Science Fair Project Encyclopedia
Types of spring
The most common types of spring are:
- the helical or coil spring (made by winding a wire around a cylinder) - this is a type of torsion spring, because the wire itself is twisted when the spring is compressed or stretched
- the leaf spring (flat springy sheet, used in vehicle suspensions, electrical switches, bows)
- the spiral spring (used in clocks and galvanometers)
Other types include:
- the Belleville spring, a disc shaped spring commonly used to apply tension and also in the initiation mechanism of pressure-activated landmines.
- the spring washer, used to apply a constant tensile force along the axis of a fastener)
- the torsion spring (any spring designed to be twisted rather than compressed or extended)
Hooke's law of elasticity states that the extension of an elastic rod (its distended length minus its relaxed length) is linearly proportional to its tension, the force used to stretch it.
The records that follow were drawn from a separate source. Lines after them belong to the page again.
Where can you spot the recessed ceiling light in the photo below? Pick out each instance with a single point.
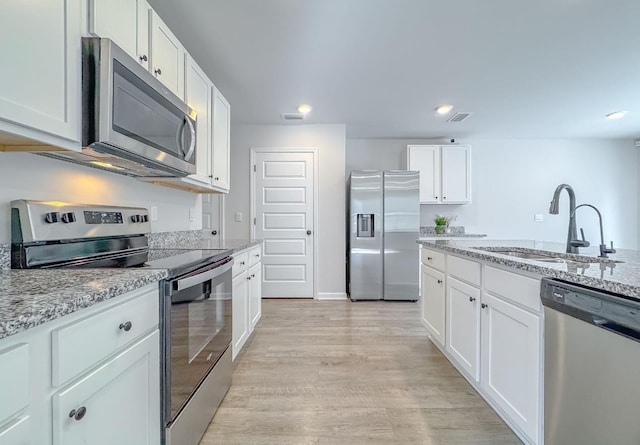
(444, 108)
(616, 115)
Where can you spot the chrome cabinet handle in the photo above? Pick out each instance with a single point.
(126, 326)
(79, 413)
(192, 143)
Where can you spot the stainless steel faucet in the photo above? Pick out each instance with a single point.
(572, 236)
(604, 250)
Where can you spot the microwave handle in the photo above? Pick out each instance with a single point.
(192, 143)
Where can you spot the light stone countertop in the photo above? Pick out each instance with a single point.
(621, 278)
(29, 298)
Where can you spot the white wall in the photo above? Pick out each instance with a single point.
(512, 179)
(330, 141)
(29, 176)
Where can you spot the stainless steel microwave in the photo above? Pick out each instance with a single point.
(131, 123)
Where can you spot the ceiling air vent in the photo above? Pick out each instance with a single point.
(459, 117)
(292, 116)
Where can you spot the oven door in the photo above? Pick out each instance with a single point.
(197, 331)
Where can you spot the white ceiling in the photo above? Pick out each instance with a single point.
(534, 69)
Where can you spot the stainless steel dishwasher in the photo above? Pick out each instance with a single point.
(592, 366)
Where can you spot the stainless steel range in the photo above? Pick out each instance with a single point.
(195, 311)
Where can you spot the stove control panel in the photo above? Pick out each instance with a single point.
(35, 221)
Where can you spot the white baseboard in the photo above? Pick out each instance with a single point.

Similarly, the contraction (negative extension) is proportional to the compression (negative tension).
This law actually holds only approximately, when the deformation (extension or contraction) is small compared to the rod's overall length. For large enough deformations, the atom bonds get broken or rearranged, and the rod may snap, buckle, or permanently deform. Even if that limit is not reached, the force may deviate noticeably from Hooke's law.
Hooke's law is actually a mathematical consequence of the fact that the potential energy of the rod is a minimum when it has its relaxed length. Any smooth function of one variable approximates a quadratic function when examined near enough to its minimum point; and therefore the force — which is the derivative of energy with respect to displacement — will approximate a linear function.
Custom fabrication of springs
It is easy to hand-make a coil spring using easily available steel piano wire. To make the spring, clamp one end of the wire to a stud bolt, and fix the bolt in the chuck of a drill rotating counter-clockwise. Hold the other end of the wire in a vise while slowly paying out the wire, allowing it to wrap around the bolt.